UK Olympian Mo Farah Reveals He Was Trafficked as a Child

LONDON (AP) — Four-time Olympic champion Mo Farah says he was illegally brought to the UK as a young boy and forced to care for other children before he escaped a life of servitude through running.
In a new documentary, Farah says his real name is Hussein Abdi Kahin and that he was from taken from the East African nation of Djibouti. The film that tells the story of his being trafficked, was produced by the BBC and Red Bull Studios, and the BBC is scheduled to broadcast it Wednesday.
The athlete says he was 8 or 9 years old when a woman he didn’t know brought him to Britain using fake travel documents that included his picture alongside the name Mohammed Farah, the BBC reported.
The woman took him to an apartment in west London where he was forced to care for her children, Farah said. He wasn’t allowed to go to school until he was 12.
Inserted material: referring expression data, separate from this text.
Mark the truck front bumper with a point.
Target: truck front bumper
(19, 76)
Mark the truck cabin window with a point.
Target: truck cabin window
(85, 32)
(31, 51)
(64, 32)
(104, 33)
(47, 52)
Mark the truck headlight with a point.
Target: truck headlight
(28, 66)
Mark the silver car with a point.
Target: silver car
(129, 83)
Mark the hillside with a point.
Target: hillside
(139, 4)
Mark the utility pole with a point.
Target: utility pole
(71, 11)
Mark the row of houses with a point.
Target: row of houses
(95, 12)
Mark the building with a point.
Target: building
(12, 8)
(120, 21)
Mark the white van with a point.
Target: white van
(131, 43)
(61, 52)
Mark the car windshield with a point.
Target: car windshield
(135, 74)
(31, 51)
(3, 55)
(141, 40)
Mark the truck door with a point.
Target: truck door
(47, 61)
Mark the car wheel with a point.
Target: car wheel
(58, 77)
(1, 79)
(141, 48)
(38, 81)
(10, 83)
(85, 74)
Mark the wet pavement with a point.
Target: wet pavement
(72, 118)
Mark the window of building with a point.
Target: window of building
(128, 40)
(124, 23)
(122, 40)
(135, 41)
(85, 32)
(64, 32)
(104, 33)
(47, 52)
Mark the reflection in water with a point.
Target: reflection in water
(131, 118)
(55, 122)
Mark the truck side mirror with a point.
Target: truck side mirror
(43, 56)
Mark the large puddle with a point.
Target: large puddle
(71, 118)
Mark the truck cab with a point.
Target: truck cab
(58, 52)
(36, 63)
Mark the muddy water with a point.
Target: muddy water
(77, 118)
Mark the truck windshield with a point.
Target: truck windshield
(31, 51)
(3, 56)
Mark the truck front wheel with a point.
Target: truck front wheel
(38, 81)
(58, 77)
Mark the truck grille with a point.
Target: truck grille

“I wasn’t treated as part of the family…,” Farah says in the documentary. “If I wanted food in my mouth, my job was to look after those kids — shower them, cook for them, clean for them.”
Farah, who represented Britain at three Olympic Games, won gold medals in the 5,000- and 10,000-meter runs at both the 2012 London Olympics and the 2016 Games in Rio de Janeiro.
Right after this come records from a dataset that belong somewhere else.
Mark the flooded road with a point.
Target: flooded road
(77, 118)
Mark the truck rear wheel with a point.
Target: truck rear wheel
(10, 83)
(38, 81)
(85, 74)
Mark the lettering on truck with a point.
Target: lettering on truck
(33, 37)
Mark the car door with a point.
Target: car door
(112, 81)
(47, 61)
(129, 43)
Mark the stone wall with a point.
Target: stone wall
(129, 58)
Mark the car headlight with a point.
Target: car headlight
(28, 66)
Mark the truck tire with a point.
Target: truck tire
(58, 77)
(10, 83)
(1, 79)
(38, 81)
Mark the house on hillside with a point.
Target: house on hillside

“For years I just kept blocking it out, but you can only block it out for so long,” he said in the BBC documentary, which will be broadcast this week.
“Often I would just lock myself in the bathroom and cry. The only thing I could do to get away from this (living situation) was to get out and run.”
His physical education teacher Alan Watkinson contacted social services and helped him find a foster family in the Somali community after Farah told him what he was going through.
“I felt like a lot of stuff was lifted off my shoulders, and I felt like me. That’s when Mo came out - the real Mo,” Farah said.
“I had no idea there was so many people who are going through exactly the same thing that I did. It just shows how lucky I was.
“What really saved me, what made me different, was that I could run.”
He said in May his elite track career could be over after he finished runner-up in the London 10,000 meter race and ruled out taking part in this month’s World Championships.